PDF(Pubmed)
Abstract:
Nonsteroidal anti-inflammatory drug (NSAID) use is associated with adverse consequences, including hepatic injury. The detrimental hepatotoxicity of diclofenac, a widely used NSAID, is primarily connected to oxidative damage in mitochondria, which are the primary source of reactive oxygen species (ROS). The primary ROS responsible for inducing diclofenac-related hepatocellular toxicity and the principal antioxidant that mitigates these ROS remain unknown. Peroxiredoxin III (PrxIII) is the most abundant and potent H2O2-eliminating enzyme in the mitochondria of mammalian cells. Here, we investigated the role of mitochondrial H2O2 and the protective function of PrxIII in diclofenac-induced mitochondrial dysfunction and apoptosis in hepatocytes. Mitochondrial H2O2 levels were differentiated from other types of ROS using a fluorescent H2O2 indicator. Upon diclofenac treatment, PrxIII-knockdown HepG2 human hepatoma cells showed higher levels of mitochondrial H2O2 than PrxIII-expressing controls. PrxIII-depleted cells exhibited higher mitochondrial dysfunction as measured by a lower oxygen consumption rate, loss of mitochondrial membrane potential, cardiolipin oxidation, and caspase activation, and were more sensitive to apoptosis. Ectopic expression of mitochondrially targeted catalase in PrxIII-knockdown HepG2 cells or in primary hepatocytes derived from PrxIII-knockout mice suppressed the diclofenac-induced accumulation of mitochondrial H2O2 and decreased apoptosis. Thus, we demonstrated that mitochondrial H2O2 is a key mediator of diclofenac-induced hepatocellular damage driven by mitochondrial dysfunction and apoptosis. We showed that PrxIII loss results in the critical accumulation of mitochondrial H2O2 and increases the harmful effects of diclofenac.

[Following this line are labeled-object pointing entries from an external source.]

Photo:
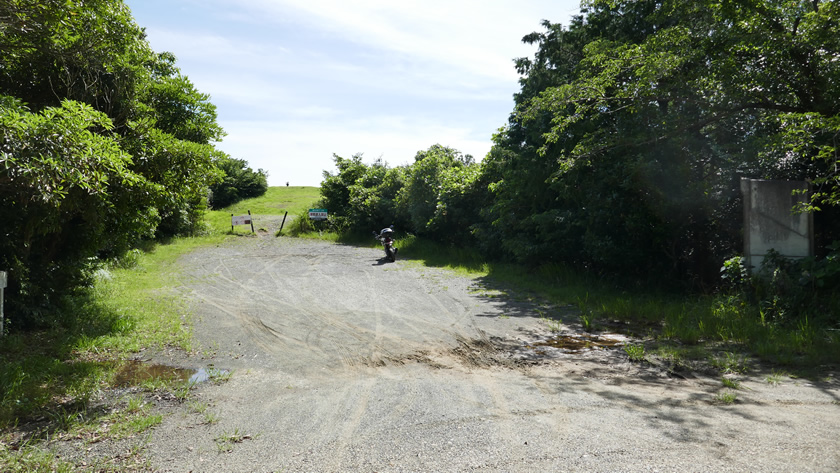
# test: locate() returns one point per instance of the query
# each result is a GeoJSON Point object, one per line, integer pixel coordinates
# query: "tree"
{"type": "Point", "coordinates": [632, 147]}
{"type": "Point", "coordinates": [57, 183]}
{"type": "Point", "coordinates": [103, 143]}
{"type": "Point", "coordinates": [239, 182]}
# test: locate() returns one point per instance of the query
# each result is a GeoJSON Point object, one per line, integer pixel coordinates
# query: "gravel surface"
{"type": "Point", "coordinates": [341, 362]}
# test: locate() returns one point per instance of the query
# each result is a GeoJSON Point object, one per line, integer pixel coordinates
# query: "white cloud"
{"type": "Point", "coordinates": [298, 80]}
{"type": "Point", "coordinates": [299, 151]}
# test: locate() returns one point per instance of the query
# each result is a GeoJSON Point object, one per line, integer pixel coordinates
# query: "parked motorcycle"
{"type": "Point", "coordinates": [386, 237]}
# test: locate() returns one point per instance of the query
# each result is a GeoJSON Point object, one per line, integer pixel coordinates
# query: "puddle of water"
{"type": "Point", "coordinates": [578, 343]}
{"type": "Point", "coordinates": [137, 372]}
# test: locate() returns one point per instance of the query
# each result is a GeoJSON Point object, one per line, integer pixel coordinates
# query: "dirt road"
{"type": "Point", "coordinates": [343, 362]}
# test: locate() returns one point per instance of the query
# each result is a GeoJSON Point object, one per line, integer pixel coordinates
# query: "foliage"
{"type": "Point", "coordinates": [634, 124]}
{"type": "Point", "coordinates": [103, 143]}
{"type": "Point", "coordinates": [436, 195]}
{"type": "Point", "coordinates": [361, 197]}
{"type": "Point", "coordinates": [58, 184]}
{"type": "Point", "coordinates": [239, 182]}
{"type": "Point", "coordinates": [789, 292]}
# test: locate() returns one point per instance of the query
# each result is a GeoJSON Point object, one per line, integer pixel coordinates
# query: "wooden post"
{"type": "Point", "coordinates": [284, 221]}
{"type": "Point", "coordinates": [2, 288]}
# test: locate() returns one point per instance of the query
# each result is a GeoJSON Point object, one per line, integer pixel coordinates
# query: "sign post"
{"type": "Point", "coordinates": [241, 220]}
{"type": "Point", "coordinates": [3, 284]}
{"type": "Point", "coordinates": [317, 214]}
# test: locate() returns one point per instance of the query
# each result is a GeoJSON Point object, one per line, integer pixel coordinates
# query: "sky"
{"type": "Point", "coordinates": [296, 81]}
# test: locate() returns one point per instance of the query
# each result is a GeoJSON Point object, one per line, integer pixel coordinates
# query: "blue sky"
{"type": "Point", "coordinates": [295, 81]}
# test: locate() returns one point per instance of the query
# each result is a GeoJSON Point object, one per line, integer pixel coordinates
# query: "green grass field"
{"type": "Point", "coordinates": [275, 202]}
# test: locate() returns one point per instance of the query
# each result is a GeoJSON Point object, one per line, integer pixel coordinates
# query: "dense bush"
{"type": "Point", "coordinates": [102, 143]}
{"type": "Point", "coordinates": [239, 182]}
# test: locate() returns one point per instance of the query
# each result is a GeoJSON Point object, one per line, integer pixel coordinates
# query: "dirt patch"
{"type": "Point", "coordinates": [342, 362]}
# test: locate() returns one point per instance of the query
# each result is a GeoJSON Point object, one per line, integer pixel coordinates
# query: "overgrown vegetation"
{"type": "Point", "coordinates": [622, 161]}
{"type": "Point", "coordinates": [103, 144]}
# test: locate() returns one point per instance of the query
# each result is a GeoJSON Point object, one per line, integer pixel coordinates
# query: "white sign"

PrxIII or other antioxidants targeting mitochondrial H2O2 could be explored as potential therapeutic agents to protect against the hepatotoxicity associated with NSAID use.
摘要:
非甾体抗炎药(NSAID)的使用与不良后果有关,包括肝损伤。双氯芬酸的有害肝毒性,一种广泛使用的非甾体抗炎药,主要与线粒体的氧化损伤有关,是活性氧(ROS)的主要来源。负责诱导双氯芬酸相关肝细胞毒性的主要ROS和减轻这些ROS的主要抗氧化剂仍然未知。过氧化物酶III(PrxIII)是哺乳动物细胞线粒体中最丰富和最有效的H2O2消除酶。这里,我们研究了线粒体H2O2和PrxIII在双氯芬酸诱导的肝细胞线粒体功能障碍和凋亡中的作用。使用荧光H2O2指示剂将线粒体H2O2水平与其他类型的ROS区分开。在双氯芬酸治疗后,与表达PrxIII的对照相比,PrxIII敲低的HepG2人肝癌细胞显示出更高水平的线粒体H2O2。通过较低的耗氧率测量,PrxIII耗竭细胞表现出更高的线粒体功能障碍,线粒体膜电位的丧失,心磷脂氧化,和半胱天冬酶激活,对细胞凋亡更敏感。线粒体靶向过氧化氢酶在PrxIII敲低的HepG2细胞或源自PrxIII敲除小鼠的原代肝细胞中的异位表达抑制了双氯芬酸诱导的线粒体H2O2积累并减少了细胞凋亡。因此,我们证明线粒体H2O2是双氯芬酸诱导的由线粒体功能障碍和细胞凋亡驱动的肝细胞损伤的关键介质。我们表明,PrxIII损失导致线粒体H2O2的临界积累,并增加了双氯芬酸的有害作用。PrxIII或其他靶向线粒体H2O2的抗氧化剂可以作为潜在的治疗剂来探索,以防止与NSAID使用相关的肝毒性。